All-cause mortality data for recent weeks is incomplete. To be more sure I stopped at the last week of 2020, which actually finishes on January 3rd of 2021. This is the result.

Across Sweden’s counties, the correlation between first- and second-wave excess mortality is just below zero.

One has to mention that this correlation has been declining as the second wave progressed. Going back to the official Covid toll, as of January 24th R² was 0.096. But if one instead chose January 3rd as the endpoint, to make it comparable with the excess mortality chart, R² was 0.14.

Thus, the definition of Covid death matters for this kind of plot. A mild but positive correlation can disappear just by looking at excess mortality rather than the official Covid death toll.

Tentative conclusions

So long as a country’s population remains mostly susceptible to Covid, one should expect that the regions with the the highest number of infections and deaths in the early months will also have more than average in later stages. Thus a scatterplot comparing first- and second-wave infections or deaths will not show a shapeless cloud. Rather, there will be a positive correlation. I believe this happens because many of the factors that led a region to have more deaths in the beginning of an epidemic will still be present in a second or third wave. I’m thinking of issues like the proportion of people living in nursing homes, share of the population with vitamin D deficiency, etc. As group immunity builds up, the correlation becomes weaker — perhaps going negative at some point.

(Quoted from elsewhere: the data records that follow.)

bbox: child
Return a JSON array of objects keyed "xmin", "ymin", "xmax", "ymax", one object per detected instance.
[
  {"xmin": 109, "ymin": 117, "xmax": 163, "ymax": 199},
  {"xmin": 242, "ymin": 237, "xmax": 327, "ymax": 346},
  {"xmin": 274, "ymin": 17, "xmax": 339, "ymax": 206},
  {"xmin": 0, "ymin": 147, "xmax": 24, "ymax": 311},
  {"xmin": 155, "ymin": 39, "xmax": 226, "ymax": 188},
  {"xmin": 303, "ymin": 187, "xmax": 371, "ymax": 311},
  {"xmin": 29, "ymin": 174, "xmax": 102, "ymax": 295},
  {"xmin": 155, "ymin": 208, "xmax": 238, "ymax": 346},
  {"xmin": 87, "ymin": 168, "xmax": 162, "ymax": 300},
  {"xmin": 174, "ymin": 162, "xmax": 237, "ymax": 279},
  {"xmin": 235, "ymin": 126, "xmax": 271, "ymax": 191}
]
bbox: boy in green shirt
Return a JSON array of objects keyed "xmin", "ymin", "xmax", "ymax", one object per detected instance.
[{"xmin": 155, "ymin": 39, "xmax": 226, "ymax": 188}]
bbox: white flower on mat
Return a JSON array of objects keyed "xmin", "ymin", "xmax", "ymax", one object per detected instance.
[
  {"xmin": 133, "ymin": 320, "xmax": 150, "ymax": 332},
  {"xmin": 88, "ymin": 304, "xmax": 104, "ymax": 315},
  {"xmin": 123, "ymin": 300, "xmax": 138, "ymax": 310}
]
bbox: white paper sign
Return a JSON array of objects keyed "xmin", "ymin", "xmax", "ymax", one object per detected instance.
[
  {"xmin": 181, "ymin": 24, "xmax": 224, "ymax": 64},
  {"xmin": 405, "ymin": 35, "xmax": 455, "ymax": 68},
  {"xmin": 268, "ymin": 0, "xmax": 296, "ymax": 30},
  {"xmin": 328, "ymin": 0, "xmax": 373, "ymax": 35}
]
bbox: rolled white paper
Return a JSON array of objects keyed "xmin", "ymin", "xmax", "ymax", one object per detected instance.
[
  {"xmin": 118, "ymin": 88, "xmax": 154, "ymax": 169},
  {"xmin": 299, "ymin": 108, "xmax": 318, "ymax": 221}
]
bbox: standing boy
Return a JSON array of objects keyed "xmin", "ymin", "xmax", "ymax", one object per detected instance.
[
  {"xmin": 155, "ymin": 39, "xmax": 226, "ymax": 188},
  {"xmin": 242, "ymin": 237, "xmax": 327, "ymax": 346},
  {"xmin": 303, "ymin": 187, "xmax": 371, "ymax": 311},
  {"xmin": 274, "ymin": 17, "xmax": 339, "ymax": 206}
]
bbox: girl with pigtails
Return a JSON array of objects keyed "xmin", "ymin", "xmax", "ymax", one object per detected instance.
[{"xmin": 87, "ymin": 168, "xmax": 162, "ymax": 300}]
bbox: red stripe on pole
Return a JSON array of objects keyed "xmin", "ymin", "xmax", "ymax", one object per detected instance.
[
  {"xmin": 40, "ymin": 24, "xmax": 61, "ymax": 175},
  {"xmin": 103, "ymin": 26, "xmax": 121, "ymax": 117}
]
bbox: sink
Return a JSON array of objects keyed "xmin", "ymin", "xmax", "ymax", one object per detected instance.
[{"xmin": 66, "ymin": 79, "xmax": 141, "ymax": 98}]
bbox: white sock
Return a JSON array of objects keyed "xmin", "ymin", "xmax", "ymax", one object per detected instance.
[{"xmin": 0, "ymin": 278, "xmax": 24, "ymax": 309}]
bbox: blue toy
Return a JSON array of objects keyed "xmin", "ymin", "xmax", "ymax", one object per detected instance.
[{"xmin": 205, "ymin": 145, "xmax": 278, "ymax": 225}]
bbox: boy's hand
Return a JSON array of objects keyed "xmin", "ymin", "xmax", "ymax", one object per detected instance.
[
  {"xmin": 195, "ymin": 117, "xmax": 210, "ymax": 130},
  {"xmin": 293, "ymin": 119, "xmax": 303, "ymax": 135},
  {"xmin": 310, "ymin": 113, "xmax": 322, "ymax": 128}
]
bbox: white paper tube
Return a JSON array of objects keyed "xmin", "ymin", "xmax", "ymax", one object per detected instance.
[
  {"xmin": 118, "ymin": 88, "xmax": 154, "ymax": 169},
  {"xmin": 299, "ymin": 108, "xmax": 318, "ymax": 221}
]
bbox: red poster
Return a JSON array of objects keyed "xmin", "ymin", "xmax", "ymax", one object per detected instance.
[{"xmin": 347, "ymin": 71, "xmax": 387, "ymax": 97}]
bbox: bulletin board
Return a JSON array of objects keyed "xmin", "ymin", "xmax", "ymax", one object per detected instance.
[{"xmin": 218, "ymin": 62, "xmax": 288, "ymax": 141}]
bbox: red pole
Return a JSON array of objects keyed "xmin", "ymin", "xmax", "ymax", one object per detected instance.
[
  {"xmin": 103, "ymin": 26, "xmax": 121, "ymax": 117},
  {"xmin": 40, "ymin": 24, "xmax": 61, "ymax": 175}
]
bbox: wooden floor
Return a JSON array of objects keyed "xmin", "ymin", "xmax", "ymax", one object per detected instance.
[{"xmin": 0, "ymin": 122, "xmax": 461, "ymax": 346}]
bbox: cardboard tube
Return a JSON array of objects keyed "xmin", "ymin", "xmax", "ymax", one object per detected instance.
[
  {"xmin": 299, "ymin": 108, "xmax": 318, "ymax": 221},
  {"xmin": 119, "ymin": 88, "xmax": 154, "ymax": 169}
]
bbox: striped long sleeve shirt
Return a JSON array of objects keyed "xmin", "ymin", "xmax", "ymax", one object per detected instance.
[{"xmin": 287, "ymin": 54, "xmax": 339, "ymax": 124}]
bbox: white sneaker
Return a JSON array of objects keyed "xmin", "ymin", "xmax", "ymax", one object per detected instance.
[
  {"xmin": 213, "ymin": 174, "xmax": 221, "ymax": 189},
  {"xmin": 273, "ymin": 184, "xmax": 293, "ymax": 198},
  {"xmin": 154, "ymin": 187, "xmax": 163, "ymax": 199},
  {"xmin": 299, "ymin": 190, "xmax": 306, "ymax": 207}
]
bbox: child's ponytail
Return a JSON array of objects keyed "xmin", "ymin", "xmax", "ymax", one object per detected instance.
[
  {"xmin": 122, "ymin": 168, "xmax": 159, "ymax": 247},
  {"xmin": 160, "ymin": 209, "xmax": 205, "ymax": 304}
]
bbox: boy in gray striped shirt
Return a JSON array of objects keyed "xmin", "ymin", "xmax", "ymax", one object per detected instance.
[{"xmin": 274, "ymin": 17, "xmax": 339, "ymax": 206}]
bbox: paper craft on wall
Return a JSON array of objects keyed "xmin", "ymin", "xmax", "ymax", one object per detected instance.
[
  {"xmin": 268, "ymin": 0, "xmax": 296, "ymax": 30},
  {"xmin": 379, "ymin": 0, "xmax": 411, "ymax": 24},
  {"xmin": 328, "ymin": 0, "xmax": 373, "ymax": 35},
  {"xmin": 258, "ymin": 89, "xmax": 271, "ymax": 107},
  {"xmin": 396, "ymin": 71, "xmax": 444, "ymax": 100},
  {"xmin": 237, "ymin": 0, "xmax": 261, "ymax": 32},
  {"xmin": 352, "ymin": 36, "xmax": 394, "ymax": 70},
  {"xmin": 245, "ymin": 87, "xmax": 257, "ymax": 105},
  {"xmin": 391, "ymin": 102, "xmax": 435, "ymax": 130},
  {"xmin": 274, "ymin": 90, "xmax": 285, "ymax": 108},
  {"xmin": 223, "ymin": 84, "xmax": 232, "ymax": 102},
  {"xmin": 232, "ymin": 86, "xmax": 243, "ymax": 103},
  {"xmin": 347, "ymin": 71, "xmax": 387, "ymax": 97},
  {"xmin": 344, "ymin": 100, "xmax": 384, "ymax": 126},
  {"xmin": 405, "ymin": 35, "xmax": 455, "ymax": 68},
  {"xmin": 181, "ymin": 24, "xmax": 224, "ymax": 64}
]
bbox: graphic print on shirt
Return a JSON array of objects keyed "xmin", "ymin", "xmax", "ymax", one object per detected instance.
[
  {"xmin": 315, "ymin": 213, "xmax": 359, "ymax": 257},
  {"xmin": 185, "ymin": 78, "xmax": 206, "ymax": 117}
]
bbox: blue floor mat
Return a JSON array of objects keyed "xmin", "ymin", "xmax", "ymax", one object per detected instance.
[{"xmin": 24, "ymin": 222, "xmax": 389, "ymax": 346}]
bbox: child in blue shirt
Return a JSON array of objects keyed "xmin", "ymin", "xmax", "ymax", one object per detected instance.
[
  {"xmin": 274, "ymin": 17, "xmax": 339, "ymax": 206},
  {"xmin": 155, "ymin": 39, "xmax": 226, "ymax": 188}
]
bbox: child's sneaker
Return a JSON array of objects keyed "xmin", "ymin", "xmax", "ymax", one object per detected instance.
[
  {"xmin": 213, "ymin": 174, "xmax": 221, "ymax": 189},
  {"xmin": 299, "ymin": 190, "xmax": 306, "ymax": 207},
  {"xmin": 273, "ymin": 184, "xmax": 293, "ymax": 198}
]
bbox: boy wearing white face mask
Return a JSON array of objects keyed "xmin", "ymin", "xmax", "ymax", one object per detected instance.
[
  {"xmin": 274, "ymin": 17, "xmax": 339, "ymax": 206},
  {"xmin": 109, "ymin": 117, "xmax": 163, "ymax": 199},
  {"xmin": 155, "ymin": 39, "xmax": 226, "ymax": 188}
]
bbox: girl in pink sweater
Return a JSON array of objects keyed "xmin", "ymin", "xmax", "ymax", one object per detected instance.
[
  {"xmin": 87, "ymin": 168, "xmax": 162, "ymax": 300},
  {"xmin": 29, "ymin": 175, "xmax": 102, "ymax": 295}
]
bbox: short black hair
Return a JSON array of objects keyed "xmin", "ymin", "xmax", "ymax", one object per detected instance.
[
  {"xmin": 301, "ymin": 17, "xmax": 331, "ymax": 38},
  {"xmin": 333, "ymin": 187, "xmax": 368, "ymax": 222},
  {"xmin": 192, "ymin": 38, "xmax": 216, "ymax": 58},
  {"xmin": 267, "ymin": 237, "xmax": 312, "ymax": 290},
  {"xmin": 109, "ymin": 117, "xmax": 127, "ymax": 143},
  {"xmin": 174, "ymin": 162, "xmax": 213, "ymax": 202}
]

I’m just a guy writing in his free time and obviously this blog post hasn’t been peer-reviewed, so take it with a grain of salt. If anyone wants to further check these conclusions, it would be useful to see if the Norway pattern also shows up in other countries with few infections, like Finland and South Korea.

Data

All data and code is in this Google Drive folder.

For Norway, I haven’t found a dashboard with the actual data in Excel or similar form. So I use the weekly report. In particular, here are the PDFs for week 35–2020 and week 3–2021.

In Sweden’s case this is the main portal for Covid data. The daily update can be found through this link. I used data updated on January 29th.

Sweden’s all cause-mortality is published on this website, and the file itself is here. I used the January 25th update.